“L’Abruzzo è la nona regione che firma un accordo di coesione, 1 miliardo e 257 milioni, la quota di Fsc più consistente assegnata, se aggiungiamo altre risorse” si arriva a “un miliardo e 334 milioni di euro per il finanziamento di quasi 200 progetti”, ha detto Meloni sottolineando “gli oltre 450 milioni a disposizione per gli interventi a difesa della costa abruzzese, il rafforzamento del sistema idrico, anche per il rafforzamento dei porti della regione”. “Ricordo quando 5 anni fa parlavamo di quanto la logistica in una regione come questa potesse e dovesse fare la differenza, continuo a essere convinta che il grande paradosso dell’Abruzzo è una regione piazzata in centro Italia, che è piazzata nel centro del Mediterraneo ma è isolata e perde tantissime opportunità”. Le infrastrutture, ha aggiunto, “continuano ad essere in questa regione la nostra priorità di intervento”. Meloni ha ricordato l’inserimento nei corridoi “Ten-T” e la “prima pietra” per l’ampliamento “della pista dell’aeroporto di Pescara per dare una dimensione intercontinentale” dello scalo che darà nuove opportunità compresa quella di “riportare a casa con turismo di ritorno i tanti abruzzesi nel mondo che vivono negli Stati Uniti o in Argentina”.

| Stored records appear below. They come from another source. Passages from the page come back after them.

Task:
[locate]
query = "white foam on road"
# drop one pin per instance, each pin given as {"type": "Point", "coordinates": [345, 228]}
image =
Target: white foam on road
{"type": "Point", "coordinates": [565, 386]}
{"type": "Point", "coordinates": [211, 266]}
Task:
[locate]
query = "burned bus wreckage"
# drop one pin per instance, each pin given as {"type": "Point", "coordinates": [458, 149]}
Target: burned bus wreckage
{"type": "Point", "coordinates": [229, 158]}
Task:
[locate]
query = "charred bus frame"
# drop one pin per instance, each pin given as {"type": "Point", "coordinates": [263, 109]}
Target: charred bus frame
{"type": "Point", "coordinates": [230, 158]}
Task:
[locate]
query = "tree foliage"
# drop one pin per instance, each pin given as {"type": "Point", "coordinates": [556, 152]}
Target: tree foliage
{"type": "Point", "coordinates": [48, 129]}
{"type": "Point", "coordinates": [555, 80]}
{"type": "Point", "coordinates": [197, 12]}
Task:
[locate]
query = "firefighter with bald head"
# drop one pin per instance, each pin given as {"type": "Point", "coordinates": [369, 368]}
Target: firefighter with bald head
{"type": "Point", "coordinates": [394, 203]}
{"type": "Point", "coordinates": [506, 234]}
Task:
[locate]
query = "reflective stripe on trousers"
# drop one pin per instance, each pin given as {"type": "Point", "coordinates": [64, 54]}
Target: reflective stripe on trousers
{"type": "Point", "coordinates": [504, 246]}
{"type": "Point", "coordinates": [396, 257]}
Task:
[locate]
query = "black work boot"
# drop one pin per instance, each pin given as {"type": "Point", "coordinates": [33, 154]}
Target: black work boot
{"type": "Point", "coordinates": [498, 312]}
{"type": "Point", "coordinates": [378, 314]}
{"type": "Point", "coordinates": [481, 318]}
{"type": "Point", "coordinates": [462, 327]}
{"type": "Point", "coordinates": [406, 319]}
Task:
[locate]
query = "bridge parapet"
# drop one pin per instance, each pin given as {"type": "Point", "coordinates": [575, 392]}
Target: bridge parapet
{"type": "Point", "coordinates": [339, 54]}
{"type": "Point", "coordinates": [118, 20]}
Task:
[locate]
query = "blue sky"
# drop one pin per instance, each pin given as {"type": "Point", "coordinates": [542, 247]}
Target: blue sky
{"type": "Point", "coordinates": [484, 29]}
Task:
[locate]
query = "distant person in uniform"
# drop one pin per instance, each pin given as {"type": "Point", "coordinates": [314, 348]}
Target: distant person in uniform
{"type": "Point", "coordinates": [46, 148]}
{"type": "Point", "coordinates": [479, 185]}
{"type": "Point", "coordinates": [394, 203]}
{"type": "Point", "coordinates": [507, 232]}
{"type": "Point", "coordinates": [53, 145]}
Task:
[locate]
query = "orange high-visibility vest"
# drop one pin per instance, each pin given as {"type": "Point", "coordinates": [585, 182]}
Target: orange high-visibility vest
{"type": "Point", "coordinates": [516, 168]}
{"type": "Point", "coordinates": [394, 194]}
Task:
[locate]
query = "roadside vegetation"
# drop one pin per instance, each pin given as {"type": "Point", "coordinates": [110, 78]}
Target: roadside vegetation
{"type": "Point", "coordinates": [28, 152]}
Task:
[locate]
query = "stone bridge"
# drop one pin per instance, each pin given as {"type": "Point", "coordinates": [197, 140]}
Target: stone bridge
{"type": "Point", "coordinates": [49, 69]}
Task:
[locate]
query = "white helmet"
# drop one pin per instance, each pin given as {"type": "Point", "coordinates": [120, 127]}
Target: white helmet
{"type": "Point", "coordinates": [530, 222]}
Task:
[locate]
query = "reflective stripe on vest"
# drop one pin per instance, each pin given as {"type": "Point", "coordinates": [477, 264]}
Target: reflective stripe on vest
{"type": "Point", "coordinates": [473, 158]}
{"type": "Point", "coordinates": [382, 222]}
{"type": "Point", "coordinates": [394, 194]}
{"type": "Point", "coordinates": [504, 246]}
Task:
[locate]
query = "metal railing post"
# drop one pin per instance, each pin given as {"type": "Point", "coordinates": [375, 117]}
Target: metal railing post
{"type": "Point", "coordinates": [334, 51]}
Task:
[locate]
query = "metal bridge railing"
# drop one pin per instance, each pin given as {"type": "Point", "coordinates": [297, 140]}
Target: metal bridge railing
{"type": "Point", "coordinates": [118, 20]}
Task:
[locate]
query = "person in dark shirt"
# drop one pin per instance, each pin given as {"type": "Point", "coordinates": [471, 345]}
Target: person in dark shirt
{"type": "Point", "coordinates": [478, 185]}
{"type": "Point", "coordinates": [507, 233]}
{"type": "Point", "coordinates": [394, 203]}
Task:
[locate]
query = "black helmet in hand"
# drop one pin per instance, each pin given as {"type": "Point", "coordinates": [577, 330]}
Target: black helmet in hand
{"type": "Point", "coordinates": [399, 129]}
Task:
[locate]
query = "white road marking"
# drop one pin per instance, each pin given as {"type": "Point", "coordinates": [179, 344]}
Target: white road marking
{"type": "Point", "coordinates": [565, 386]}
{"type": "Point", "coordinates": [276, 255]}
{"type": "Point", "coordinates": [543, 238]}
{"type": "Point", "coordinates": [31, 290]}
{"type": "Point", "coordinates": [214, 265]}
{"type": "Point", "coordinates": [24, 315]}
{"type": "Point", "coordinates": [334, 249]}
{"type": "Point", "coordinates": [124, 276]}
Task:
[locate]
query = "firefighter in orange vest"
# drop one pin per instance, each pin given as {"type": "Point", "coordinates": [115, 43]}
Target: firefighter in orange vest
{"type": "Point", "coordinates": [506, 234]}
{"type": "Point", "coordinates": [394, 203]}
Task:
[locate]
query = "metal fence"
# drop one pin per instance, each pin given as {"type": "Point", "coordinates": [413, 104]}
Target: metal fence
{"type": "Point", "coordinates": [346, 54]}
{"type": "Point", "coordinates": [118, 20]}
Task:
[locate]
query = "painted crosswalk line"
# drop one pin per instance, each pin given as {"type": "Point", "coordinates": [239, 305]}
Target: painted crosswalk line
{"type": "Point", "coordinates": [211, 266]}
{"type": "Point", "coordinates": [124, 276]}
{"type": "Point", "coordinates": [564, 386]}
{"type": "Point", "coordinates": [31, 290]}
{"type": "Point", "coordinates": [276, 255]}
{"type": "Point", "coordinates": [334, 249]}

Raddoppio linea Roma-Pescara si fa, trovati i fondi
“Voglio annunciare che” il raddoppio della linea ferroviaria “Roma-Pescara si farà, che grazie al lavoro dei ministri Salvini e Fitto il governo ha individuato tutte le risorse che servono a valere sui fondi di coesione, compresi i 100 milioni del 2023, e nei prossimi giorni il Cipess sarà convocato” per le delibere. Così la presidente del Consiglio Giorgia Meloni alla firma a L’Aquila dell’Accordo di coesione e sviluppo tra governo e regione Abruzzo ricordando che all’interno del Pnrr “l’opera non si sarebbe potuta concludere” e che “con coraggio” il governo ha “stralciato il finanziamento” da 620 milioni e cercato i fondi altrove.